On This Day in 2000, Martin O’Neill set up his side for their first experience of an Old Firm game at Paradise. Rangers, managed by Advocaat, arrived as Champions but Celtic had recruited well in the summer with a number of signings made.
It would later be referred to as ‘The Demolition Derby’ owing to Celtic’s blistering attack but the game will be remembered as the game that saw Henrik Larsson score one of the greatest goals ever. The Swedish superstar met a knock-down from strike partner Chris Sutton before riding a challenge and nutmegging a defender before chipping the ball over Klos’ head.
Bobby Peta won a free-kick after beating Fernando Ricksen down the left flank after a weighted pass from Lubo opened the defence up. Moravcik took the corner with Stubbs and Larsson going for it. The break of the ball found Sutton, who stabbed the ball home from close range.
Number two followed, again from a Moravcik corner, thanks to a Stan Petrov header. The Bulgarian midfielder was allowed enormous amounts of space after running off a Rangers defender, he then attacked the ball from Lubo and scored.

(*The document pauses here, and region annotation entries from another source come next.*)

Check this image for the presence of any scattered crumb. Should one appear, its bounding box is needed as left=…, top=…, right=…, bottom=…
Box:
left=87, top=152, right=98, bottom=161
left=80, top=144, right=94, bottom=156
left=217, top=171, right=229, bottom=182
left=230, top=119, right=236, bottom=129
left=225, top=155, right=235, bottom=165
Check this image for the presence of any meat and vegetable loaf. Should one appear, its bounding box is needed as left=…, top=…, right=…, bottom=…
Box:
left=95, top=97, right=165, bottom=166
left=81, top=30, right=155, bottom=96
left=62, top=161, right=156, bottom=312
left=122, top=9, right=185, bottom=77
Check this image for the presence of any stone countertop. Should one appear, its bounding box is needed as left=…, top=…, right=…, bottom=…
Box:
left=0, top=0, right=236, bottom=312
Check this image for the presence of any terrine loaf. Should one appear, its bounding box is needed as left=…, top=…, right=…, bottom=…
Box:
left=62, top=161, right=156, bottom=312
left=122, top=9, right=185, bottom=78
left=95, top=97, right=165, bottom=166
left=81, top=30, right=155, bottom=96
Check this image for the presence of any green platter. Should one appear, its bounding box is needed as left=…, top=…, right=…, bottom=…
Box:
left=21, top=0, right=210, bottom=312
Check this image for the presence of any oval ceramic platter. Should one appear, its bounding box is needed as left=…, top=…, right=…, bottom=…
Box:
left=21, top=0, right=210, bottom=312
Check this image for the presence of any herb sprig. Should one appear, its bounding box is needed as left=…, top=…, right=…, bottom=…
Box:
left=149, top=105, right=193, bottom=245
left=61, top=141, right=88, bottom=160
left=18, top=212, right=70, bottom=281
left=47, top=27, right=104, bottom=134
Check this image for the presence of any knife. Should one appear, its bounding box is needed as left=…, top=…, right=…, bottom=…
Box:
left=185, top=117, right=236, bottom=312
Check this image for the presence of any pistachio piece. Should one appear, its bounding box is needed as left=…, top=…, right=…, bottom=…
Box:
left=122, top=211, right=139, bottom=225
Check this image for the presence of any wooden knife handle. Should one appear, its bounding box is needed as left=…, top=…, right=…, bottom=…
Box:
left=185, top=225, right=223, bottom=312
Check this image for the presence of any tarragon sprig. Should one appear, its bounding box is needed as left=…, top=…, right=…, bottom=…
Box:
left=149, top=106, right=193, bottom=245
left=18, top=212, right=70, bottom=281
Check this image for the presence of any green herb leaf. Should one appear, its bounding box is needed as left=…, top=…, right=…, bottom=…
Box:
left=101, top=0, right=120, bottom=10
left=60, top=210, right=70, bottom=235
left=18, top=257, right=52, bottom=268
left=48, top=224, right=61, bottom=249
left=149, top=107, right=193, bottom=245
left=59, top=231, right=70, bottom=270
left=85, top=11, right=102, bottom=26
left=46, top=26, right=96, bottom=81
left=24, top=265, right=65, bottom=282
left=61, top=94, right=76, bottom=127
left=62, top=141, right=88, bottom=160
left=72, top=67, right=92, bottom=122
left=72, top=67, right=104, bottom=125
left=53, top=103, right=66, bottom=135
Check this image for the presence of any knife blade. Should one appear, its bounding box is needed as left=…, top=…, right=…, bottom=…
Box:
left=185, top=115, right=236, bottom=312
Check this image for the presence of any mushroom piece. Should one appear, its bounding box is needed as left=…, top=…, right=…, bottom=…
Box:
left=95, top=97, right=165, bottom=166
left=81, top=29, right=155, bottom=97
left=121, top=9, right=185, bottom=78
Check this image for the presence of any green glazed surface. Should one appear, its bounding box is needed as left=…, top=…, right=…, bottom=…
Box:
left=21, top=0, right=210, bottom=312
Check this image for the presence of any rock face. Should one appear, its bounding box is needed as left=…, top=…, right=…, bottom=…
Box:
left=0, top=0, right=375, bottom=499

It was 3-0 within 12 mins thanks to Paul Lambert, the midfielder found himself in a glorious position to strike after Lubo cut the ball into his path in the box. The Celtic skipper thundered a shot that left Klos helpless.
Rangers scored in dubious circumstances as Reyna’s shot was adjudged to have crossed the line. On replay it appeared that Gould had kept it out but Stewart Dougal was swayed by his linesman that ran back to the halfway line, indicating a goal.

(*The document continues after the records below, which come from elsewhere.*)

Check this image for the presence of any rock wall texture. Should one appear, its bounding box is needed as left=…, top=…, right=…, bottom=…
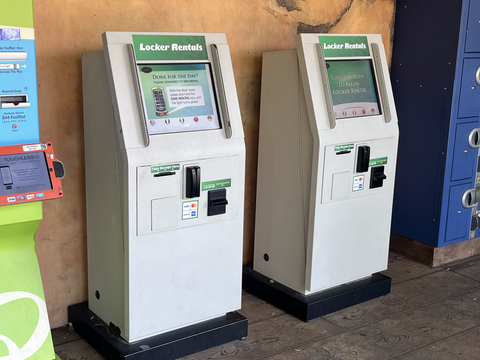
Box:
left=34, top=0, right=395, bottom=327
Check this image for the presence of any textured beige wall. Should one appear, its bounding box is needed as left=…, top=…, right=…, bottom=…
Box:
left=34, top=0, right=395, bottom=327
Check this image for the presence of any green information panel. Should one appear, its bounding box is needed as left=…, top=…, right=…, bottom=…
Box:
left=318, top=36, right=370, bottom=57
left=138, top=63, right=220, bottom=135
left=335, top=144, right=353, bottom=152
left=150, top=164, right=180, bottom=174
left=368, top=157, right=388, bottom=166
left=326, top=59, right=380, bottom=119
left=132, top=35, right=208, bottom=61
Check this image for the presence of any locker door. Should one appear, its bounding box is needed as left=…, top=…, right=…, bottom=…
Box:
left=465, top=0, right=480, bottom=52
left=445, top=183, right=472, bottom=242
left=458, top=58, right=480, bottom=118
left=451, top=122, right=478, bottom=181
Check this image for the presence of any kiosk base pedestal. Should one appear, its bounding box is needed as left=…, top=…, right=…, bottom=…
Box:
left=68, top=302, right=248, bottom=360
left=243, top=266, right=392, bottom=321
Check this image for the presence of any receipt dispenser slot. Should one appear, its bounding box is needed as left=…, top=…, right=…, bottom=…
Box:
left=208, top=189, right=228, bottom=216
left=370, top=166, right=387, bottom=189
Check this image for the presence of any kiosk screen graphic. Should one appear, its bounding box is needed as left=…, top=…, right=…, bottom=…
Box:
left=137, top=63, right=220, bottom=135
left=326, top=59, right=381, bottom=119
left=0, top=151, right=52, bottom=196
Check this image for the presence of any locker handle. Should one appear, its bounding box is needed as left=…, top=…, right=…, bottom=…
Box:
left=462, top=188, right=480, bottom=209
left=468, top=128, right=480, bottom=149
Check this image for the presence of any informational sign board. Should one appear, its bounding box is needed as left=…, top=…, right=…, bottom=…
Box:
left=0, top=143, right=63, bottom=205
left=0, top=7, right=39, bottom=145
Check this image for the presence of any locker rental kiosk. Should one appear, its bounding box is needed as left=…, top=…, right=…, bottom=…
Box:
left=70, top=32, right=247, bottom=359
left=244, top=34, right=398, bottom=321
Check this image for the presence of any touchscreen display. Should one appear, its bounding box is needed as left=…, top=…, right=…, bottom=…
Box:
left=137, top=63, right=220, bottom=135
left=326, top=59, right=381, bottom=119
left=0, top=151, right=52, bottom=196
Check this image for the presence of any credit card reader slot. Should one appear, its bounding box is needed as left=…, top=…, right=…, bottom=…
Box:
left=0, top=95, right=30, bottom=109
left=185, top=166, right=200, bottom=199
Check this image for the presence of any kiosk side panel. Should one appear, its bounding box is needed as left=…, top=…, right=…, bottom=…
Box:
left=82, top=52, right=126, bottom=331
left=254, top=50, right=313, bottom=292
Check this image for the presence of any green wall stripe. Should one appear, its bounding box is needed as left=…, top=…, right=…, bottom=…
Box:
left=0, top=0, right=33, bottom=29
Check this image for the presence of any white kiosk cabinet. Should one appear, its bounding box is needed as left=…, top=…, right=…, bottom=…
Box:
left=248, top=34, right=398, bottom=320
left=82, top=32, right=245, bottom=354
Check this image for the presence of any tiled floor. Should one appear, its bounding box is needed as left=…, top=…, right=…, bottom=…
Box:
left=53, top=253, right=480, bottom=360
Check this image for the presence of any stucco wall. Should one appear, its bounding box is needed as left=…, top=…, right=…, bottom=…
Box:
left=34, top=0, right=395, bottom=327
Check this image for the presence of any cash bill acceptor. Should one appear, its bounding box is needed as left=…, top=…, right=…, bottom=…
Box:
left=70, top=32, right=247, bottom=359
left=245, top=34, right=398, bottom=320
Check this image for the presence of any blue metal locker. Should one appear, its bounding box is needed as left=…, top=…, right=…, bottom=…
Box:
left=391, top=0, right=480, bottom=247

It was 4-1 after Larsson’s glorious chip. However, Rangers won a penalty that Billy Dodds converted after 55 mins to make it 4-2.
Celtic had No.5 through Larsson who scored a header from about 11 yards away from the goal. Peta swung a delivery in and the King of Kings rose unchallenged to guide it into the net.
Chris Sutton bookended proceedings after finding himself on the end of a cross to record Celtic’s most goals scored against the Ibrox side since the 7-1 win in 1957.